Sharing with the press, Associate Professor Dr. Nguyen Huu Huan (Ho Chi Minh City University of Economics) said that the positive credit growth momentum in the first half of the year not only exceeded the same period but also created room to reach the target of 16% for the whole year, which is the level set by the State Bank of Vietnam (SBV). Along with that, the demand for loans often increases sharply in the last months of the year to serve production and business activities, especially in the consumer and retail sectors.
Meanwhile, Mr. Pham Chi Quang, Director of the Monetary Policy Department (SBV), said that in order for the economy to achieve the growth target of 8% this year and expect double-digit growth in the coming years, credit will be an important pillar.
With inflation still under control, room for credit expansion is entirely feasible. However, the State Bank of Vietnam still prioritizes maintaining macroeconomic stability, so the expansion of “room” will be carefully considered, ensuring a balance between the goals of controlling inflation and promoting growth.
Despite pressure from declining net interest margins (NIM) due to continuously falling lending rates, most banks still expect to meet their credit targets this year.

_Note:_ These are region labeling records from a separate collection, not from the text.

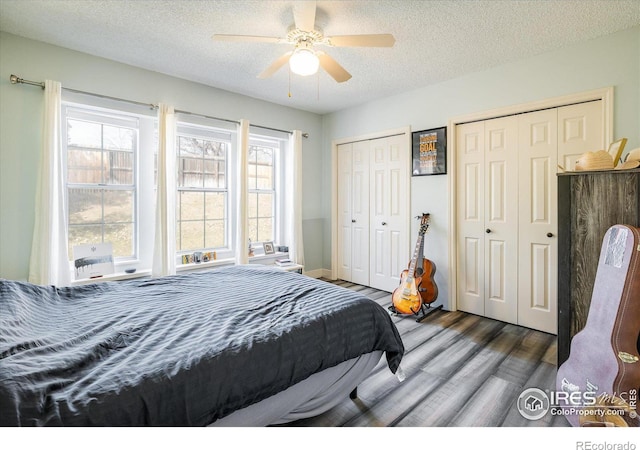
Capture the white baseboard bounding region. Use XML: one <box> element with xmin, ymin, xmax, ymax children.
<box><xmin>304</xmin><ymin>269</ymin><xmax>331</xmax><ymax>278</ymax></box>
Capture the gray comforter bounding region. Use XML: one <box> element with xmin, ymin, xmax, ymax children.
<box><xmin>0</xmin><ymin>266</ymin><xmax>404</xmax><ymax>426</ymax></box>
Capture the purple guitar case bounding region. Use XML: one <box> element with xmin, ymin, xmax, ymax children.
<box><xmin>553</xmin><ymin>225</ymin><xmax>640</xmax><ymax>426</ymax></box>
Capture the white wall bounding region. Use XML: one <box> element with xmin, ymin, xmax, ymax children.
<box><xmin>0</xmin><ymin>33</ymin><xmax>323</xmax><ymax>280</ymax></box>
<box><xmin>0</xmin><ymin>27</ymin><xmax>640</xmax><ymax>292</ymax></box>
<box><xmin>323</xmin><ymin>27</ymin><xmax>640</xmax><ymax>305</ymax></box>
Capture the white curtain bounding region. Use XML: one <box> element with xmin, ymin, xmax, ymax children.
<box><xmin>286</xmin><ymin>130</ymin><xmax>304</xmax><ymax>265</ymax></box>
<box><xmin>235</xmin><ymin>119</ymin><xmax>249</xmax><ymax>264</ymax></box>
<box><xmin>29</xmin><ymin>80</ymin><xmax>71</xmax><ymax>286</ymax></box>
<box><xmin>151</xmin><ymin>103</ymin><xmax>176</xmax><ymax>277</ymax></box>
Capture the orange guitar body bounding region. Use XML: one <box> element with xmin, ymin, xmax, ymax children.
<box><xmin>391</xmin><ymin>269</ymin><xmax>422</xmax><ymax>314</ymax></box>
<box><xmin>418</xmin><ymin>258</ymin><xmax>438</xmax><ymax>305</ymax></box>
<box><xmin>392</xmin><ymin>214</ymin><xmax>438</xmax><ymax>315</ymax></box>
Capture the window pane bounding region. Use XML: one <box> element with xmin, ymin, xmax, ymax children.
<box><xmin>204</xmin><ymin>220</ymin><xmax>226</xmax><ymax>248</ymax></box>
<box><xmin>248</xmin><ymin>218</ymin><xmax>259</xmax><ymax>242</ymax></box>
<box><xmin>104</xmin><ymin>223</ymin><xmax>134</xmax><ymax>258</ymax></box>
<box><xmin>67</xmin><ymin>149</ymin><xmax>102</xmax><ymax>184</ymax></box>
<box><xmin>178</xmin><ymin>192</ymin><xmax>204</xmax><ymax>220</ymax></box>
<box><xmin>178</xmin><ymin>136</ymin><xmax>202</xmax><ymax>158</ymax></box>
<box><xmin>69</xmin><ymin>225</ymin><xmax>102</xmax><ymax>259</ymax></box>
<box><xmin>256</xmin><ymin>166</ymin><xmax>273</xmax><ymax>189</ymax></box>
<box><xmin>204</xmin><ymin>160</ymin><xmax>225</xmax><ymax>189</ymax></box>
<box><xmin>67</xmin><ymin>119</ymin><xmax>102</xmax><ymax>148</ymax></box>
<box><xmin>247</xmin><ymin>147</ymin><xmax>258</xmax><ymax>189</ymax></box>
<box><xmin>202</xmin><ymin>140</ymin><xmax>227</xmax><ymax>159</ymax></box>
<box><xmin>180</xmin><ymin>221</ymin><xmax>204</xmax><ymax>251</ymax></box>
<box><xmin>205</xmin><ymin>192</ymin><xmax>227</xmax><ymax>219</ymax></box>
<box><xmin>178</xmin><ymin>158</ymin><xmax>204</xmax><ymax>187</ymax></box>
<box><xmin>104</xmin><ymin>190</ymin><xmax>134</xmax><ymax>223</ymax></box>
<box><xmin>247</xmin><ymin>192</ymin><xmax>258</xmax><ymax>219</ymax></box>
<box><xmin>257</xmin><ymin>193</ymin><xmax>273</xmax><ymax>217</ymax></box>
<box><xmin>69</xmin><ymin>189</ymin><xmax>102</xmax><ymax>225</ymax></box>
<box><xmin>102</xmin><ymin>125</ymin><xmax>136</xmax><ymax>152</ymax></box>
<box><xmin>258</xmin><ymin>218</ymin><xmax>273</xmax><ymax>242</ymax></box>
<box><xmin>104</xmin><ymin>152</ymin><xmax>133</xmax><ymax>185</ymax></box>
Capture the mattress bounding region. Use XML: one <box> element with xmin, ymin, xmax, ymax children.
<box><xmin>0</xmin><ymin>265</ymin><xmax>404</xmax><ymax>426</ymax></box>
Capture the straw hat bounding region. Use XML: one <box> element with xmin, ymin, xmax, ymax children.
<box><xmin>576</xmin><ymin>150</ymin><xmax>613</xmax><ymax>170</ymax></box>
<box><xmin>625</xmin><ymin>147</ymin><xmax>640</xmax><ymax>161</ymax></box>
<box><xmin>616</xmin><ymin>147</ymin><xmax>640</xmax><ymax>170</ymax></box>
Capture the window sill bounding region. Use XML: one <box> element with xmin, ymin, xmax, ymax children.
<box><xmin>70</xmin><ymin>252</ymin><xmax>288</xmax><ymax>286</ymax></box>
<box><xmin>71</xmin><ymin>270</ymin><xmax>151</xmax><ymax>286</ymax></box>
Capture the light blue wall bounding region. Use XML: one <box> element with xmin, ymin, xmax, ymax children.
<box><xmin>0</xmin><ymin>27</ymin><xmax>640</xmax><ymax>292</ymax></box>
<box><xmin>0</xmin><ymin>33</ymin><xmax>323</xmax><ymax>280</ymax></box>
<box><xmin>323</xmin><ymin>27</ymin><xmax>640</xmax><ymax>310</ymax></box>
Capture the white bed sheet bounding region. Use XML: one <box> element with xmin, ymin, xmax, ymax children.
<box><xmin>209</xmin><ymin>351</ymin><xmax>383</xmax><ymax>427</ymax></box>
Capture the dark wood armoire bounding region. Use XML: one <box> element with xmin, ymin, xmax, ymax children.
<box><xmin>558</xmin><ymin>169</ymin><xmax>640</xmax><ymax>367</ymax></box>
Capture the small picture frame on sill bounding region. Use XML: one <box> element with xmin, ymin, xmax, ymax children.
<box><xmin>411</xmin><ymin>127</ymin><xmax>447</xmax><ymax>177</ymax></box>
<box><xmin>262</xmin><ymin>241</ymin><xmax>276</xmax><ymax>255</ymax></box>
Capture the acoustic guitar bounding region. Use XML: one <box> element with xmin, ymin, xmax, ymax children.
<box><xmin>556</xmin><ymin>225</ymin><xmax>640</xmax><ymax>427</ymax></box>
<box><xmin>392</xmin><ymin>214</ymin><xmax>437</xmax><ymax>315</ymax></box>
<box><xmin>416</xmin><ymin>225</ymin><xmax>438</xmax><ymax>305</ymax></box>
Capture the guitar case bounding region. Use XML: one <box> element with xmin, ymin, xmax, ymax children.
<box><xmin>555</xmin><ymin>225</ymin><xmax>640</xmax><ymax>427</ymax></box>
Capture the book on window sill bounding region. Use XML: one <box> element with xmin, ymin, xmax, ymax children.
<box><xmin>275</xmin><ymin>258</ymin><xmax>293</xmax><ymax>266</ymax></box>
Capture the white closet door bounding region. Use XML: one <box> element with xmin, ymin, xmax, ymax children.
<box><xmin>338</xmin><ymin>143</ymin><xmax>354</xmax><ymax>281</ymax></box>
<box><xmin>484</xmin><ymin>116</ymin><xmax>518</xmax><ymax>323</ymax></box>
<box><xmin>517</xmin><ymin>109</ymin><xmax>558</xmax><ymax>334</ymax></box>
<box><xmin>558</xmin><ymin>100</ymin><xmax>609</xmax><ymax>171</ymax></box>
<box><xmin>369</xmin><ymin>135</ymin><xmax>411</xmax><ymax>292</ymax></box>
<box><xmin>338</xmin><ymin>141</ymin><xmax>369</xmax><ymax>285</ymax></box>
<box><xmin>350</xmin><ymin>141</ymin><xmax>370</xmax><ymax>286</ymax></box>
<box><xmin>456</xmin><ymin>122</ymin><xmax>485</xmax><ymax>316</ymax></box>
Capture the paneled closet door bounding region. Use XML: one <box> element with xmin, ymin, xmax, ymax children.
<box><xmin>517</xmin><ymin>109</ymin><xmax>558</xmax><ymax>334</ymax></box>
<box><xmin>456</xmin><ymin>122</ymin><xmax>485</xmax><ymax>316</ymax></box>
<box><xmin>369</xmin><ymin>135</ymin><xmax>411</xmax><ymax>292</ymax></box>
<box><xmin>338</xmin><ymin>141</ymin><xmax>369</xmax><ymax>285</ymax></box>
<box><xmin>351</xmin><ymin>141</ymin><xmax>371</xmax><ymax>286</ymax></box>
<box><xmin>558</xmin><ymin>100</ymin><xmax>610</xmax><ymax>171</ymax></box>
<box><xmin>338</xmin><ymin>143</ymin><xmax>353</xmax><ymax>281</ymax></box>
<box><xmin>484</xmin><ymin>116</ymin><xmax>518</xmax><ymax>323</ymax></box>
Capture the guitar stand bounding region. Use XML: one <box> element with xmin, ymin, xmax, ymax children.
<box><xmin>389</xmin><ymin>303</ymin><xmax>442</xmax><ymax>322</ymax></box>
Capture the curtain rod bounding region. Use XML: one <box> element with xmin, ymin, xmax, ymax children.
<box><xmin>9</xmin><ymin>74</ymin><xmax>309</xmax><ymax>138</ymax></box>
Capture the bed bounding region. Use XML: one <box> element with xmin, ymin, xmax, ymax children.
<box><xmin>0</xmin><ymin>265</ymin><xmax>404</xmax><ymax>426</ymax></box>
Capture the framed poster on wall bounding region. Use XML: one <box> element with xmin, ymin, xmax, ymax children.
<box><xmin>411</xmin><ymin>127</ymin><xmax>447</xmax><ymax>176</ymax></box>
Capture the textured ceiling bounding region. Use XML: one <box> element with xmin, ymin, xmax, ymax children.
<box><xmin>0</xmin><ymin>0</ymin><xmax>640</xmax><ymax>113</ymax></box>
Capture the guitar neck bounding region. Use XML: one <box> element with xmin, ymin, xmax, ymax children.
<box><xmin>409</xmin><ymin>234</ymin><xmax>423</xmax><ymax>276</ymax></box>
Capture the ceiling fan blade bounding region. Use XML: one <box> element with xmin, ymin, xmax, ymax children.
<box><xmin>211</xmin><ymin>34</ymin><xmax>286</xmax><ymax>44</ymax></box>
<box><xmin>258</xmin><ymin>51</ymin><xmax>293</xmax><ymax>78</ymax></box>
<box><xmin>293</xmin><ymin>1</ymin><xmax>316</xmax><ymax>31</ymax></box>
<box><xmin>316</xmin><ymin>52</ymin><xmax>351</xmax><ymax>83</ymax></box>
<box><xmin>327</xmin><ymin>34</ymin><xmax>396</xmax><ymax>47</ymax></box>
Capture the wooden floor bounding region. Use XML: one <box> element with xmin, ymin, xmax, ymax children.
<box><xmin>288</xmin><ymin>280</ymin><xmax>569</xmax><ymax>427</ymax></box>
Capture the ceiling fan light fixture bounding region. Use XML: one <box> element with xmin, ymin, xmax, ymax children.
<box><xmin>289</xmin><ymin>47</ymin><xmax>320</xmax><ymax>77</ymax></box>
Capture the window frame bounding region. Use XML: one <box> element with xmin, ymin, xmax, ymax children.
<box><xmin>175</xmin><ymin>120</ymin><xmax>235</xmax><ymax>258</ymax></box>
<box><xmin>60</xmin><ymin>99</ymin><xmax>157</xmax><ymax>274</ymax></box>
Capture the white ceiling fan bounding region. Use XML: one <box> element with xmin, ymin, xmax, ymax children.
<box><xmin>213</xmin><ymin>1</ymin><xmax>396</xmax><ymax>83</ymax></box>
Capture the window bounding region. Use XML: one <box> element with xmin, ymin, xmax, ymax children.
<box><xmin>61</xmin><ymin>103</ymin><xmax>288</xmax><ymax>278</ymax></box>
<box><xmin>66</xmin><ymin>109</ymin><xmax>138</xmax><ymax>258</ymax></box>
<box><xmin>176</xmin><ymin>126</ymin><xmax>231</xmax><ymax>253</ymax></box>
<box><xmin>247</xmin><ymin>142</ymin><xmax>277</xmax><ymax>242</ymax></box>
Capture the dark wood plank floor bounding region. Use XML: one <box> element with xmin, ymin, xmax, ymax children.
<box><xmin>289</xmin><ymin>280</ymin><xmax>569</xmax><ymax>427</ymax></box>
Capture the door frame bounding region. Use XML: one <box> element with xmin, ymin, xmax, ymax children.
<box><xmin>329</xmin><ymin>127</ymin><xmax>411</xmax><ymax>280</ymax></box>
<box><xmin>447</xmin><ymin>86</ymin><xmax>614</xmax><ymax>311</ymax></box>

MBS commented that the asset yield of banks has entered a downward trend, while the cost of funds (COF) has not decreased accordingly, causing the NIM of the whole industry to narrow. However, this is considered a short-term trend and is likely to recover when the demand for consumer credit and home purchases rebounds in the second half of the year.
Governor of the State Bank of Vietnam Nguyen Thi Hong emphasized that monetary policy management needs to be flexible and synchronized with fiscal policy and other macroeconomic policies to ensure major balances, control inflation and promote sustainable growth.
In June 2025, the average lending interest rate for new loans will be only about 6.3%/year, down 0.6 percentage points compared to the end of 2024. This is the result of synchronous management of many tools such as open market operations, operating interest rates and flexible exchange rate management according to market signals.
Although NIM declined in the first half of the year, MBS believes that this is only a temporary development. The strong recovery of personal credit, especially in the real estate and consumer sectors, will play an important role in improving bank profits from the third quarter onwards. At the same time, demand deposits (CASA) have also increased again thanks to corporate capital flows, helping to maintain low funding costs in the next 6-9 months.
MBS assesses that NIM in the rest of the year will not be lower than the first quarter of 2025, although it is unlikely to reach the level of 2024. Some banks with specific loan portfolios such as VPBank, MB or Techcombank that have been greatly affected - may only record a milder decline than the rest of the system.